Directed by Amma Asante, the pieces came into place creating a wonderful tapestry of sights and sounds that were historically accurate yet contained a contemporary message of love and understanding.  Like writer Misan Sagay, Amma’s connection with the story of Dido Belle came via artwork as well.


“A post card of the portrait was sent to me by Damion Jones, my producer, and it fell in my lap.  It came in the context of me having gone to a wonderful exhibition at an art gallery in Amsterdam a year before in which the history of black people in art was being traced from the 14th century onward.  It was the most fascinating art exhibition that I had ever been to.  It charted us from being almost like a pet in the background, lower in the picture, or looking up at the protagonist, but never out at the painter,” she says. “So I could see why the painting of Dido was different.  I could see that Dido was treated with value.  She was looking out at the painter, Elizabeth is touching her rather than the other way around, as was the case in other 18th century paintings.  She’s actually a little higher in the painting than Elizabeth.   Rather than be like some people who were concerned about the fact that she was carrying fruit or wearing a turban on her head to exotic-ize her, I was able to place her in an art history context.”


Not only is the story of Dido Elizabeth Belle one of high-society, race and class, but it’s a love story as well.  Australian actor Sam Reid plays John Davinier, the love interest and eventual husband to Dido.  Their interracial courtship in the 18th century was rare to say the least.

“When John meets Dido he doesn’t think that she is a bi-racial lady in a fancy dress.  He just thinks she’s a snob,” says Reid.  “That had nothing to do with the color of her skin.  Then, they literally have a meeting of the minds, then they fall in love.  It’s nice to be able to play a role where your character is not open to that social conditioning and is willing to meet people soul-to-soul, essentially.

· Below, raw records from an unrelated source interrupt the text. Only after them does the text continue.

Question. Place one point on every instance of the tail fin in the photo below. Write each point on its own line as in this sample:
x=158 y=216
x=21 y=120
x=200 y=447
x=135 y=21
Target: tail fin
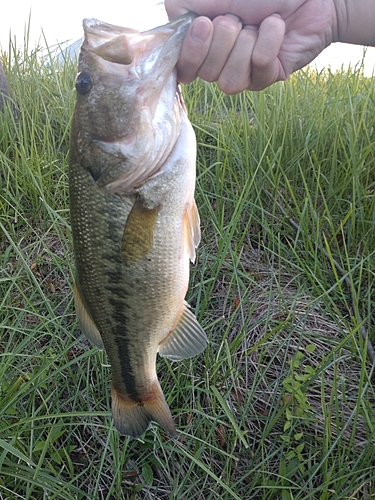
x=132 y=419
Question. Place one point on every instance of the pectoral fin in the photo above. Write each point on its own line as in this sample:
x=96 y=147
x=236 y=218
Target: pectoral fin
x=192 y=229
x=138 y=236
x=85 y=321
x=187 y=339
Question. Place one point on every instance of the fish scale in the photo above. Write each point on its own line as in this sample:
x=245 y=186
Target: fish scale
x=134 y=220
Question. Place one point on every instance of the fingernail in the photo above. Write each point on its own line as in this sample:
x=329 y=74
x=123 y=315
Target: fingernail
x=200 y=31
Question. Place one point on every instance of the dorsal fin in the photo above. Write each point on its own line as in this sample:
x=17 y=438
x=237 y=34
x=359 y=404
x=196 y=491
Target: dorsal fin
x=186 y=340
x=192 y=229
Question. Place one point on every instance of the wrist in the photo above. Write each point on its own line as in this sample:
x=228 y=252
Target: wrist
x=355 y=21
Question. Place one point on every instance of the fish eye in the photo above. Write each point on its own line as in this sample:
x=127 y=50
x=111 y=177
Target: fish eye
x=83 y=83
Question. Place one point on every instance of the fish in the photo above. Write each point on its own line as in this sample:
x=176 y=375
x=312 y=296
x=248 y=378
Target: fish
x=134 y=219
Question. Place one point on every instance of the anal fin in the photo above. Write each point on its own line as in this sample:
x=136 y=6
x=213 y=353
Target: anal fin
x=85 y=321
x=132 y=419
x=187 y=339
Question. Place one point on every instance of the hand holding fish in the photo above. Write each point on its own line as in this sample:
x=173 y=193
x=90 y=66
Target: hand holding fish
x=251 y=44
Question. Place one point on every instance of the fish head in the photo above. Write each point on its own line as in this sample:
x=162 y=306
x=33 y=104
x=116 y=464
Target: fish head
x=128 y=109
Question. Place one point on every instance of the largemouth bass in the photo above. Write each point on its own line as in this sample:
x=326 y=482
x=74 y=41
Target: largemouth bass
x=134 y=219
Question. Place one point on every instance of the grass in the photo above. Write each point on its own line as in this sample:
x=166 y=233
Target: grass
x=281 y=404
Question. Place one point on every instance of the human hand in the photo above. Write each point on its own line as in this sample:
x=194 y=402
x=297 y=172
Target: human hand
x=250 y=44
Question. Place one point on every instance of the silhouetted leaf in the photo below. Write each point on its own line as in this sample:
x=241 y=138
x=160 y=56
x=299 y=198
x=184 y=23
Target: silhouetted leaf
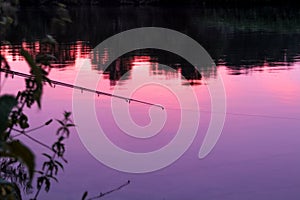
x=7 y=102
x=84 y=195
x=18 y=150
x=48 y=122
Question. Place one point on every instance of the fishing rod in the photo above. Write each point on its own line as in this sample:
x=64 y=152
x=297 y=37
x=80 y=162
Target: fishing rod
x=13 y=73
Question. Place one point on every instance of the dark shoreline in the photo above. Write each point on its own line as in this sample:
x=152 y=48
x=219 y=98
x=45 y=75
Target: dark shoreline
x=287 y=4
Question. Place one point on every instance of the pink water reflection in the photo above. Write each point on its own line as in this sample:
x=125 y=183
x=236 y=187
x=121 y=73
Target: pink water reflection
x=257 y=156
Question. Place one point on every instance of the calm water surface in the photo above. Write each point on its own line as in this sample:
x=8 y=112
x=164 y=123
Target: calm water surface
x=257 y=156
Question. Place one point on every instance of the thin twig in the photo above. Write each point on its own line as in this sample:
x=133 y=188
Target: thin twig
x=31 y=138
x=111 y=191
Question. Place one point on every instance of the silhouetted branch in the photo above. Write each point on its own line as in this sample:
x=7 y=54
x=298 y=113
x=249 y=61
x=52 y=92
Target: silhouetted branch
x=106 y=193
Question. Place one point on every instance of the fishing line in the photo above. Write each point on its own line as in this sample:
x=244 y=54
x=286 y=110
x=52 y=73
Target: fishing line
x=15 y=73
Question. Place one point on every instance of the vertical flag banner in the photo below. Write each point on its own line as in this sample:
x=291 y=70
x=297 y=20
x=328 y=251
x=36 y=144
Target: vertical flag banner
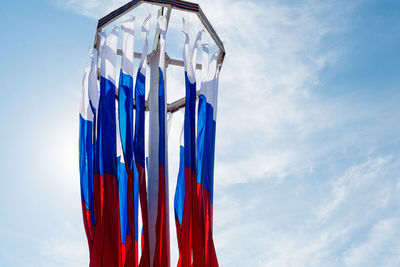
x=107 y=251
x=206 y=128
x=139 y=141
x=190 y=230
x=161 y=255
x=123 y=144
x=86 y=122
x=179 y=198
x=122 y=176
x=125 y=111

“I think for Dido, she grew up in such a secluded environment.  She really was just a part of the family.  I think that is really refreshing the way we developed a bond with Sarah Gadon  That family structure, so when we get to the point in the film where I come in and play the role we find that suddenly she’s aware of the world at large,” said Gugu. “I think at some point all of us grow up knowing who we are but get to the point where we kind of get beat down and society kind of shapes us.  It was great to see that transition for the character and the film as well.”


             Opening in limited release nationwide on May 2, Belle opens in the United Kingdom in June. A story about race, class and justice, Belle is an excellent cinematic experience that satisfies the mind and soothes the heart.